特別インタビュー 農業経営者の人材養成機関「日本農業経営大学校」新設!日本農業に希望を持つ、若人よ集え 少数精鋭のエリート教育が強み



――こんな生徒さんに入ってきてほしい、という希望はありますか。

浦野:それはもう「日本の農業を変えていきたい」「自分のやる農業経営に希望が持てるようにしたい」「地域農業・農村を活性化させたい」という志を持った人であれば、誰でも大歓迎です。従って、受験資格は「高校卒業資格を有する40歳以下の男女」と幅広く設定しています。ただし、今まで全く農業を体験したことがない人がいきなりゼロから始めるのは難しいともおもいます。その場合、学校のカリキュラムとは別に1年間現場で農業を経験して、基本を理解した後、入学資格を得られることにする予定です。募集要項は夏までに決めますので、関心をもっていただいた方は、ぜひウェブサイトなどをチェックしてもらえれば幸いです(http://www.AFJ.or.jp)。
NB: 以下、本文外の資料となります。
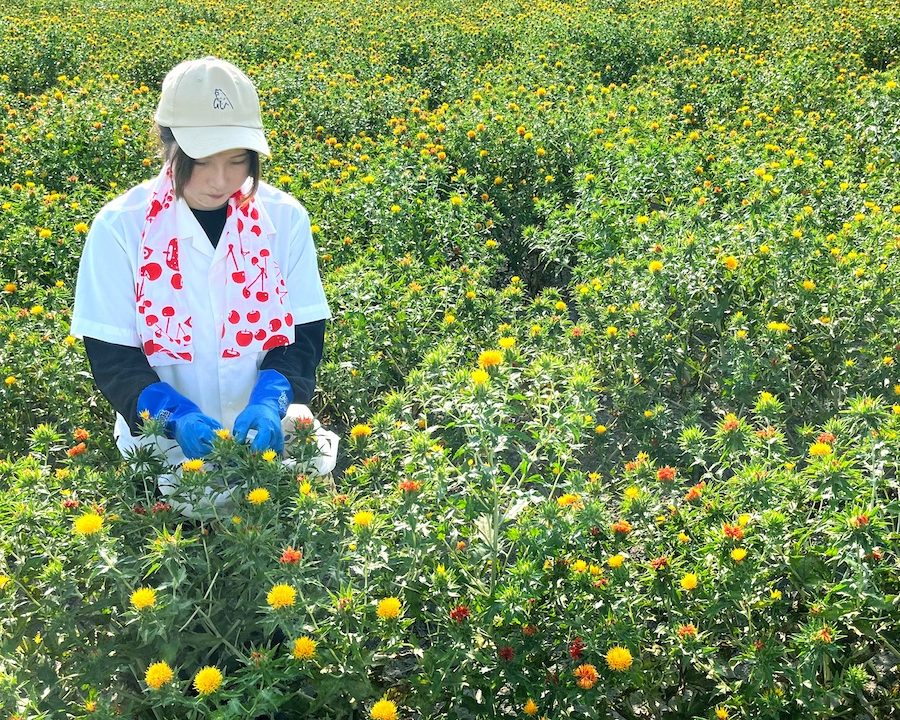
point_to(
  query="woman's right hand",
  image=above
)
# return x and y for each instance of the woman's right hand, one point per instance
(194, 432)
――食品企業など産業界が学校運営に参画することで、カリキュラムもさることながら、教育理念はどんなものか注目されると思います。そのあたりの考えはいかがでしょうか。

浦野:学校運営は岸校長に委ねられていますので、産業界が直接的に運営する訳ではありません。あくまでも支援する立場です。理事長の立場で私が訴えたいのは、「日本の農業には大きな可能性があるのに、十分に生かせていないのではないか」ということです。可能性というのは、経済における可能性と環境における可能性のふたつあります。
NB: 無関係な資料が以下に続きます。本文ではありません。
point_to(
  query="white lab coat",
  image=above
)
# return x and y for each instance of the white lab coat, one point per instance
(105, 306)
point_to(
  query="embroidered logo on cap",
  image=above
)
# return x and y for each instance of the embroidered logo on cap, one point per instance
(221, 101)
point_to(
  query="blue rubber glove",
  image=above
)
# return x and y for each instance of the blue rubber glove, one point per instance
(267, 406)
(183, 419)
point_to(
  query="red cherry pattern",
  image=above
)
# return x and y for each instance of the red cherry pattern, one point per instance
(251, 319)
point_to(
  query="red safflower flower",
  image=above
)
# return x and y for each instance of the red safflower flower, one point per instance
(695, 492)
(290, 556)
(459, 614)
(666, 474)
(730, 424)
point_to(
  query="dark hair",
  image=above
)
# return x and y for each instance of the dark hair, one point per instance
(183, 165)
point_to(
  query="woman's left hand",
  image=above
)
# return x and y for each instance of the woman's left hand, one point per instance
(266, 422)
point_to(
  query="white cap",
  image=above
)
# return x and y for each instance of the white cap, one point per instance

 まず前者の状況として、日本は東京に一極化集中してしまったため、地方経済が非常に疲弊している。今まではどこかの資本が工業で立地してくれることを期待してきたわけですが、もうその夢を追うのはやめて、農業や水産業などをしっかりと再構築すべきではないでしょうか。そうすれば雇用吸収力は上がるし、GDPの分野でも貢献できる。そこに気づき始めると、食品産業とのコラボレーションであったり、海外への輸出であったり、さまざまな可能性が出てくるはずです。今までそこに気づかず、農業分野に注目してこなかったのはもったいないことです。
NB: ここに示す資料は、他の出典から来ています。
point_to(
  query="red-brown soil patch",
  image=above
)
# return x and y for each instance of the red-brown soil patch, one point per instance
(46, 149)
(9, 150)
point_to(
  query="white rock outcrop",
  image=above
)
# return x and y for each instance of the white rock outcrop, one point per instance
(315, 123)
 そして後者に関しては、今、環境問題がシビアに言及される中で、再生可能エネルギーだけではなく農業自体にもっと注目すればいいと思うのです。農業を営むことで、水や土壌の保全のためのサイクルが回るわけだし、生物多様性を守ることにもつながる。こうした日本の農業が持っている可能性を改めて見直すことを、運営する立場として忘れないでいたいです。